Unveiling the anti-obesity potential of Kemuning (Murraya paniculata): A network pharmacology approach

Abstract

Obesity has become a global issue that affects the emergence of various chronic diseases such as diabetes mellitus, dysplasia, heart disorders, and cancer. In this study, an integration method was developed between the metabolite profile of the active compound of Murraya paniculata and the exploration of the targeting mechanism of adipose tissue using network pharmacology, molecular docking, molecular dynamics simulation, and in vitro tests.
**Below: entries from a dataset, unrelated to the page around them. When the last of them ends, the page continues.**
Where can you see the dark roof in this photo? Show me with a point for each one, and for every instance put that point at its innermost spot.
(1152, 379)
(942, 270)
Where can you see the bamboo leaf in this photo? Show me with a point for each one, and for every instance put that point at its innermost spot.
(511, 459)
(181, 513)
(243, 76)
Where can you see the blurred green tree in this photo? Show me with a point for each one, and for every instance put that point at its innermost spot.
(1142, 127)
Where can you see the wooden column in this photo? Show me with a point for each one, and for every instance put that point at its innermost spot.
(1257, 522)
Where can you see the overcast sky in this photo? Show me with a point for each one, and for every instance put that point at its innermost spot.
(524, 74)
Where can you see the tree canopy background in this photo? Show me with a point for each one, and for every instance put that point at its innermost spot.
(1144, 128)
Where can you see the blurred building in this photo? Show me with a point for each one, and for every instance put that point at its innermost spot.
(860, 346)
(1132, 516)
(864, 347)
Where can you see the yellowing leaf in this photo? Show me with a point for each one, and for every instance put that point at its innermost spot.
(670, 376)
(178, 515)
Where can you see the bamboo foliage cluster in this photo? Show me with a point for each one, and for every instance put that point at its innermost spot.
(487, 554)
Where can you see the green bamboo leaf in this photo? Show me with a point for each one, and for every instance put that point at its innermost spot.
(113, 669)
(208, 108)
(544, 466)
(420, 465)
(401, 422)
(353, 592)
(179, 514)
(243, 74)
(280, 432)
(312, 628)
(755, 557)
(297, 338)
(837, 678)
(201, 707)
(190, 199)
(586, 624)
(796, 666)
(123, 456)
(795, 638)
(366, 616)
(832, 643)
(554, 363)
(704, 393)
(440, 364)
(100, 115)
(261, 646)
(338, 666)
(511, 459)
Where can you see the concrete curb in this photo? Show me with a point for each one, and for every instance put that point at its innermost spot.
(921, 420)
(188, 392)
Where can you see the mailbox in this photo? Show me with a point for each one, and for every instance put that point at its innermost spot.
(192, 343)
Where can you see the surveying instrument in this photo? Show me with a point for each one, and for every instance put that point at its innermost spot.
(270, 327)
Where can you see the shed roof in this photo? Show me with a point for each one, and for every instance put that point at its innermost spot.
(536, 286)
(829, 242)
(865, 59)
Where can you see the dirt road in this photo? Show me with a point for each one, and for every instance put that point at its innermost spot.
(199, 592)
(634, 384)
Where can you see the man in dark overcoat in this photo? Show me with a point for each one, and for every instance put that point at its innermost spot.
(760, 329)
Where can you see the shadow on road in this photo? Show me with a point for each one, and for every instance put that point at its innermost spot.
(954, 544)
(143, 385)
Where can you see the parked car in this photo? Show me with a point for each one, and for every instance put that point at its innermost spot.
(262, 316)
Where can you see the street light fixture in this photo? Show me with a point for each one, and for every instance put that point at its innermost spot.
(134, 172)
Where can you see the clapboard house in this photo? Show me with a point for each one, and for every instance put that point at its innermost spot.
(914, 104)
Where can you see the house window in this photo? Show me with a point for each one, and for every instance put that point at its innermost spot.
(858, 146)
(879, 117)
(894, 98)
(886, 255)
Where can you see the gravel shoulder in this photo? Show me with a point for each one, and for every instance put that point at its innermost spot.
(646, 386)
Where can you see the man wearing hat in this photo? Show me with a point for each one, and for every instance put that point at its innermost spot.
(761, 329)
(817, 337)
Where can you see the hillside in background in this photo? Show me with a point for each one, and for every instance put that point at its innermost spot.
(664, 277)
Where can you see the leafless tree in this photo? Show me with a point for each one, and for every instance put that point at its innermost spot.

Network pharmacology results obtained with the skyline query technique using a block-nested loop (BNL) showed that histone acetyltransferase p300 (EP300), peroxisome proliferator-activated receptor gamma (PPARG), and peroxisome proliferator-activated receptor gamma coactivator 1-alpha (PPARGC1A) are potential targets for treating obesity. Enrichment analysis of these three proteins revealed their association with obesity, thermogenesis, energy metabolism, adipocytokines, fat cell differentiation, and glucose homeostasis. Metabolite profiling of M. paniculata leaves revealed sixteen active compounds, ten of which were selected for molecular docking based on drug-likeness and ADME results. Molecular docking results between PPARG and EP300 with the ten active compounds showed a binding affinity value of ≤ -5.0 kcal/mol in all dockings, indicating strong binding. The stability of the protein-ligand complex resulting from docking was examined using molecular dynamics simulations, and we observed the best average root mean square deviation (RMSD) of 0.99 Å for PPARG with trans-3-indoleacrylic acid, which was lower than with the native ligand BRL (2.02 Å). Furthermore, the RMSD was 2.70 Å for EP300 and the native ligand 99E, and the lowest RMSD with the ligand (1R,9S)-5-[(E)-2-(4-Chlorophenyl)vinyl]-11-(5-pyrimidinylcarbonyl)-7,11-diazatricyclo[7.3.1.02,7]trideca-2,4-dien-6-one was 3.33 Å. The in vitro tests to validate the potential of M. paniculata in treating obesity showed that there was a significant decrease in PPARG and EP300 gene expressions in 3T3-L1 mature adipocytes treated with M. paniculata ethanolic extract starting at concentrations 62.5 μg/ml and 15.625 μg/ml, respectively. These results indicate that M. paniculata can potentially treat obesity by disrupting adipocyte maturation and influencing intracellular lipid metabolism.